Letters to Minnehaha Creek: XVI
by a contributor
Victoria Peterson-Hilleque
The melted snow brought us much:
high waters for you, for me a new house.
I feel your source from here:
Lake Minnetonka renewed
the way tulip bulbs push
out petals slowly from memory.
I move the sign saying sidewalk closed.
It will not snow today.
The gray accented by green buds
will soon succumb to all green.
Thick yellow tarp stretched under the bridge,
abandoned after last year’s
construction. At night, a raccoon
stares through our kitchen window
unabashed while we make snacks.
She had her babies in the hollow post
on our front porch. We’d like her
to move. The sun bears down
on my back. I feel Dorothy laughing.
I sit by the daffodil patch.
Scrape at the wet leaves matted
at my feet with a stick.
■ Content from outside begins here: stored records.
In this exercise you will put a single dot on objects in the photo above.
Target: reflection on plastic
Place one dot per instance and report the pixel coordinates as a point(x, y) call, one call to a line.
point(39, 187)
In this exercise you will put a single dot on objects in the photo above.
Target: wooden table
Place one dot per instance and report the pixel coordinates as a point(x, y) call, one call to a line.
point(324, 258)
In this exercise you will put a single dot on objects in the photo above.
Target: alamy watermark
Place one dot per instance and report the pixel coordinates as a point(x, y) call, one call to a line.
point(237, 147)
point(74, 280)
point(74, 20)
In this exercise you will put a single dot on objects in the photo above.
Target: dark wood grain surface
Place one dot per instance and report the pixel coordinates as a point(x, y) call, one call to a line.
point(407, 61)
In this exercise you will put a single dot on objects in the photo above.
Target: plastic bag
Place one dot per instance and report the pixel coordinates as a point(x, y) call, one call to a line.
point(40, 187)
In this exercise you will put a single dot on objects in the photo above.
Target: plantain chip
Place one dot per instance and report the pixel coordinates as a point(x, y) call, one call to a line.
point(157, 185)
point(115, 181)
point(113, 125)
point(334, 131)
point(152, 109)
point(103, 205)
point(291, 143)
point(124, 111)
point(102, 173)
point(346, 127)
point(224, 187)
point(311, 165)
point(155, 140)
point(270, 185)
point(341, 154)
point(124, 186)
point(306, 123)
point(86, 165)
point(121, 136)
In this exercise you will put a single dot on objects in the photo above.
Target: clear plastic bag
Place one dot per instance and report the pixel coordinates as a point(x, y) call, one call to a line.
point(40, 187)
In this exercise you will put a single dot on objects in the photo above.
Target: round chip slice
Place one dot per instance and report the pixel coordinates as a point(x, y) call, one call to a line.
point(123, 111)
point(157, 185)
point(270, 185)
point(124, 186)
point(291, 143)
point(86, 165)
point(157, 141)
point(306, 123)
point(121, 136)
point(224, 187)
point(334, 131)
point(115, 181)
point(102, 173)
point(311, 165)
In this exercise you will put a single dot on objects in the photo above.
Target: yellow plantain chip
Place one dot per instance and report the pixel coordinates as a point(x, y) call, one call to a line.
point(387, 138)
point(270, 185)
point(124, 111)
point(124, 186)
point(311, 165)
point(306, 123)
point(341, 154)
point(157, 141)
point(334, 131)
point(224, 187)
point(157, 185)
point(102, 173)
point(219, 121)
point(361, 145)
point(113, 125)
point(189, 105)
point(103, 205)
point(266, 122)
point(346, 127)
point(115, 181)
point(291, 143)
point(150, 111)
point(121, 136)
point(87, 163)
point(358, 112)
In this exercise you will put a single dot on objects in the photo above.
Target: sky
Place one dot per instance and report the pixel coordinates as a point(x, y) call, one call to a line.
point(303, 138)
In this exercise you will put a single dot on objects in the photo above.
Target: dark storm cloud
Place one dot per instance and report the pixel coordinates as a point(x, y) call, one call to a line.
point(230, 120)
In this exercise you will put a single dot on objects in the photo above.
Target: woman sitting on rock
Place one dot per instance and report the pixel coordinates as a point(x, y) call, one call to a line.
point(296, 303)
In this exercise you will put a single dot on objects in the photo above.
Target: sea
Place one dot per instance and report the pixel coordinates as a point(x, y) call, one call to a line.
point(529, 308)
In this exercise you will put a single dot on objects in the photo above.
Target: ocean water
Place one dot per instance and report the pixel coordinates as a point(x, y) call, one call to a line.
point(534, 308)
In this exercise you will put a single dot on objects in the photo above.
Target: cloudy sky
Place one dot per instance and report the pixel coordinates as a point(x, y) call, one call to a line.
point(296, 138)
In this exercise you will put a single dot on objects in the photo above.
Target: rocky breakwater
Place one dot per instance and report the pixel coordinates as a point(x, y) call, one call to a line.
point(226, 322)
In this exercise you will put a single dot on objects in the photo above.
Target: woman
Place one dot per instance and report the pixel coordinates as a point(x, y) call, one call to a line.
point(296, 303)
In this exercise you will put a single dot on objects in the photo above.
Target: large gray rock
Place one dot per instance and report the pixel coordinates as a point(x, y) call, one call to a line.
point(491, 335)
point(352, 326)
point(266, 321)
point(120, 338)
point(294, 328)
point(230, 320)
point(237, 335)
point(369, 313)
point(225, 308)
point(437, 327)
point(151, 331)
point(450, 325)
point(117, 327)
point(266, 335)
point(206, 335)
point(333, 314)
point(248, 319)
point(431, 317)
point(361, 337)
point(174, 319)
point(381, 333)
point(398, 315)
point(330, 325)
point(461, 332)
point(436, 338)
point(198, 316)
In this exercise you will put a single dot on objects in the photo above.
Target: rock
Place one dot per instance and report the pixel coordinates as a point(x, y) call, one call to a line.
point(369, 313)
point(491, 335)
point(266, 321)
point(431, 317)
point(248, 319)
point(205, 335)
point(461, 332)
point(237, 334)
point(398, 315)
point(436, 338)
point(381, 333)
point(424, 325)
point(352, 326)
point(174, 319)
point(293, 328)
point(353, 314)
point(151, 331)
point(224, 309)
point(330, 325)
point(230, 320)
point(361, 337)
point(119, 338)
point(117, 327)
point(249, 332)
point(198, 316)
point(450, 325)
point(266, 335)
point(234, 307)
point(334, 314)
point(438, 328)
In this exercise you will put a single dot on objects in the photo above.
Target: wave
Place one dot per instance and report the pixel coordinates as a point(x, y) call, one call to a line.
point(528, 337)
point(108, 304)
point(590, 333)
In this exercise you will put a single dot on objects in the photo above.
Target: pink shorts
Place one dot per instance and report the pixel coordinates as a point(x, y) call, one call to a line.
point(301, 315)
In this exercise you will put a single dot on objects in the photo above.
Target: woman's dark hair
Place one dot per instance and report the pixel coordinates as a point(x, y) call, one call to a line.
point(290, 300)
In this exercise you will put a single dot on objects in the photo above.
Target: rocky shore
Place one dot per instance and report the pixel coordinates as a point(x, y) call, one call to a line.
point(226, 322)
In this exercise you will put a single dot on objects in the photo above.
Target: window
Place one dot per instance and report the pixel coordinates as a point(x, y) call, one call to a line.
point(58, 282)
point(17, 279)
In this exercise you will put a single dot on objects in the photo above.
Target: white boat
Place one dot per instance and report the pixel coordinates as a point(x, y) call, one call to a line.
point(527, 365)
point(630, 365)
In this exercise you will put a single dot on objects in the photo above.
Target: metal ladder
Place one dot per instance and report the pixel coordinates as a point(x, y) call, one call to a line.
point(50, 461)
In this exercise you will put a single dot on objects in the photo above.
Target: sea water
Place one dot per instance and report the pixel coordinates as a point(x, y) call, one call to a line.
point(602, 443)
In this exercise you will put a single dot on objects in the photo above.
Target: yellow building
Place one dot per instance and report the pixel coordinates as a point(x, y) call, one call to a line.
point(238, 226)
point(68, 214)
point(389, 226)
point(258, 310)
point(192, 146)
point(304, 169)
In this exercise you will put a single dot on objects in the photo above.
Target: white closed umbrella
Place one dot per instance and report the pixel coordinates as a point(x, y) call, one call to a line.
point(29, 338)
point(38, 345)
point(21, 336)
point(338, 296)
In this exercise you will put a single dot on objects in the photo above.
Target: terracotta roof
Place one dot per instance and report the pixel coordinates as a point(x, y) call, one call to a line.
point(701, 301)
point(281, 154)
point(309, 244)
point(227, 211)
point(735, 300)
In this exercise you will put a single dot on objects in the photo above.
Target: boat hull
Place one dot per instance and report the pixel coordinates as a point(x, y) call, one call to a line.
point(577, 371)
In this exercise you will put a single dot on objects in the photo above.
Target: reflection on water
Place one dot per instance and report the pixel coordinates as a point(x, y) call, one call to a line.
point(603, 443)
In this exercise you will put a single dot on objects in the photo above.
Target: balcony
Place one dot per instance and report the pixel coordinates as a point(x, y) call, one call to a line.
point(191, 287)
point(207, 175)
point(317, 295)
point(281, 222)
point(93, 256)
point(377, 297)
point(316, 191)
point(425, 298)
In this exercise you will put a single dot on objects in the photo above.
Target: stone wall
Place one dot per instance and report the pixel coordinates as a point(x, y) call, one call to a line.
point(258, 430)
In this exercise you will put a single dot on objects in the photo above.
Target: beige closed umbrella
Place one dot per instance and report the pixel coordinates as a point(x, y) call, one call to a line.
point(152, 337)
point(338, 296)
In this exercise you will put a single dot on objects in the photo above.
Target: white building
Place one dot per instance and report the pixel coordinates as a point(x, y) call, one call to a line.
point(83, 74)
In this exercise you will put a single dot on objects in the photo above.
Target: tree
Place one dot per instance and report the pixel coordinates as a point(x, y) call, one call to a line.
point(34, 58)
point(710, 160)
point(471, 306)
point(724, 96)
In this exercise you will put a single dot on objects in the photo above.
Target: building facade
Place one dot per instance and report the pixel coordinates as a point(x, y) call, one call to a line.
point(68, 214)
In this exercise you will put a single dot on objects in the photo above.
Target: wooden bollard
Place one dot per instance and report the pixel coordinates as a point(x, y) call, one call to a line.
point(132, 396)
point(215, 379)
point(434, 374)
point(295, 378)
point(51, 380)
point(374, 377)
You race
along with the speed you need.
I breathe deeply. Let my body
set its own pace. A plane flies
by. A small brown bird chirps.
Steal one daffodil to press in a book.
Perhaps I’ll bury her soon.
I walk against your current
under the freeway, below
the city just far enough to still
smell its need to ingest
me whole, without thought
or desire, the beat of my feet
weave a spell of forgiveness.
I do not care what feasts
on me. I regenerate
from memory.
Victoria Peterson-Hilleque’s poems appeared or are forthcoming in Paper Nautilus, The Montucky Review, Poppy Road Review, and other journals. She’s the Poet-In-Residence at Solomon’s Porch Church in Minneapolis, Minnesota where she also teaches a poetry workshop.